More user friendly doesn’t mean you won’t have to spend hours troubleshooting driver issues that you will never have on Windows, that’s a real problem…
(and when you find the solution you need to input commands in terminal that you can’t tell what they do, that’s a huge security concern as it teaches users to just trust anyone who tells them to do things they don’t understand)
Man, people really overstate the barrier to entry to the terminal. Windows troubleshooting is full of command line stuff as well.
It’s not the terminal, it’s the underlying issues. Having more GUI options to set certain things is nice, but the reality of it is that if an option isn’t customizable to the point of needing quick GUI access it should just never break, not be configurable or at least not need any manual configuration at any point. The reason nobody goes “oh, but Windows command line is so annoying” is that if you are digging in there something has gone very wrong or you’re trying to do something Windows doesn’t want you to do.
The big difference is that the OS not wanting you to do things you can do is a bug for people in this type of online community while for normies it’s a feature.
As a normie (at least in these circles), I think I agree with your last point. Windows being heavily restricted in its customizability is a feature. A bad feature, but a feature nonetheless.
Windows 11 doesn’t even support first gen Ryzen CPUs. The amount of hardware that runs Windows 11 without tinkering is a tiny fraction of the hardware that runs Fedora Workstation without tinkering.
Linux is much better with drivers and hardware support than Windows.

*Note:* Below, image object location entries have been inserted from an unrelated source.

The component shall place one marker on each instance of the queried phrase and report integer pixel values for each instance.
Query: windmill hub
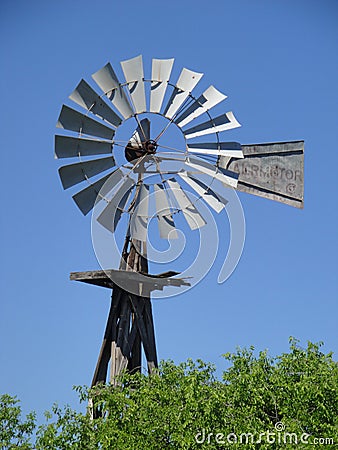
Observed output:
(150, 146)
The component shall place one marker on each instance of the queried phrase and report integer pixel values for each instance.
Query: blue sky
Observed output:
(277, 62)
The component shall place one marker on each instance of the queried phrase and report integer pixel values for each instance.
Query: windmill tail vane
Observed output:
(148, 150)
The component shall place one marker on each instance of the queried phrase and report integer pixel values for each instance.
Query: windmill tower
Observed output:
(140, 167)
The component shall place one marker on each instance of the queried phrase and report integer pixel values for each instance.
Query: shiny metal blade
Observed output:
(72, 120)
(165, 219)
(226, 177)
(216, 201)
(139, 218)
(85, 96)
(160, 74)
(112, 213)
(86, 198)
(185, 84)
(210, 98)
(78, 172)
(109, 83)
(233, 149)
(221, 123)
(133, 72)
(70, 147)
(192, 216)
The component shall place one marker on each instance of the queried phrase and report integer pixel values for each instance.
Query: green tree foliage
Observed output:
(290, 401)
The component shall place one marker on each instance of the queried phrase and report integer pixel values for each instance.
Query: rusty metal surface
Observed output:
(274, 171)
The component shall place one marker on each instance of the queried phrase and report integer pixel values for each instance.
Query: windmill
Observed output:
(123, 175)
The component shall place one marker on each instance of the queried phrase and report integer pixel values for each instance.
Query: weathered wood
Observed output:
(146, 283)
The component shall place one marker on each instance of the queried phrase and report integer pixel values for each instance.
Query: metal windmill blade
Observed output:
(117, 172)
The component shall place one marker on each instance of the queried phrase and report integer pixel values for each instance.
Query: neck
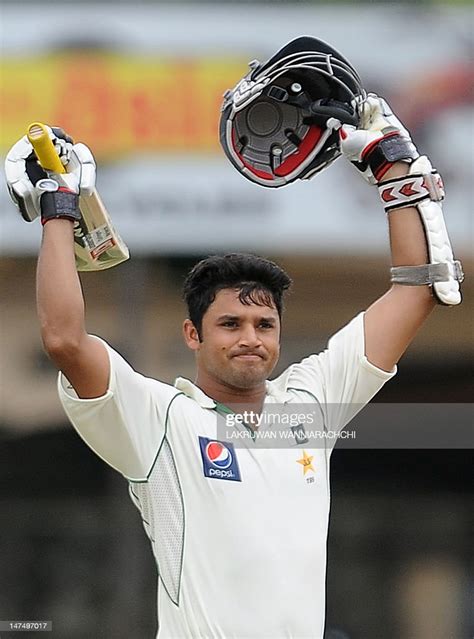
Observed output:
(238, 399)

Windows only works well if you use the very small subset of hardware it supports.
The difference is that if you’re using hardware that’s compatible it just works. My current experience on Linux is that you have 100% hardware that’s supported based on what people are saying, you install one distro and your GPU shits the bed the second there’s load on it and WiFi works when it feels like it. Install another distro and the GPU works but WiFi doesn’t. In the end you spend hours troubleshooting and you’re applying solutions by trusting that people aren’t doing anything malicious when they tell you to input such and such in terminal.

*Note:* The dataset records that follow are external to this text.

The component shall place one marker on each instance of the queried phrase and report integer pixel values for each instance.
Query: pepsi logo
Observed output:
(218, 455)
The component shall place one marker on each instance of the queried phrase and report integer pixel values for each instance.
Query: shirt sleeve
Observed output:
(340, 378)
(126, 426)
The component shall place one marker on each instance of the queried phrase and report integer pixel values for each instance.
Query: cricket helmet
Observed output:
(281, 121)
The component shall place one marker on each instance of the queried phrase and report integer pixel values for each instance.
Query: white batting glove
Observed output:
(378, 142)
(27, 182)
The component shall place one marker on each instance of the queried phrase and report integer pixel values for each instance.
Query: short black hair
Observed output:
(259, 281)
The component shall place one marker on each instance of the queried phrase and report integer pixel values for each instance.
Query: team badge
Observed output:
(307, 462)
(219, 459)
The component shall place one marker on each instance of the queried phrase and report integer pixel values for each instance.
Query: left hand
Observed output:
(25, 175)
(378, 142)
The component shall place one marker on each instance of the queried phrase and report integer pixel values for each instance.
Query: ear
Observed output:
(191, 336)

On Windows? Install the OS, everything works, so no, there’s no issues with the hardware itself.
And the “small subset” of hardware it supports is anything made after 2017 and it’s only Windows 11 that doesn’t support hardware made before that.
Try to make Linux work without any outside intervention with all the hardware that Windows 11 is just compatible with out of the box, I dare you.
Huh, odd. I never had these issues, even though I use an Nvidia card with a VRR monitor. All my peripherals (webcam, printer, bluetooth earbuds) work out of the box, too. But maybe I’m just lucky.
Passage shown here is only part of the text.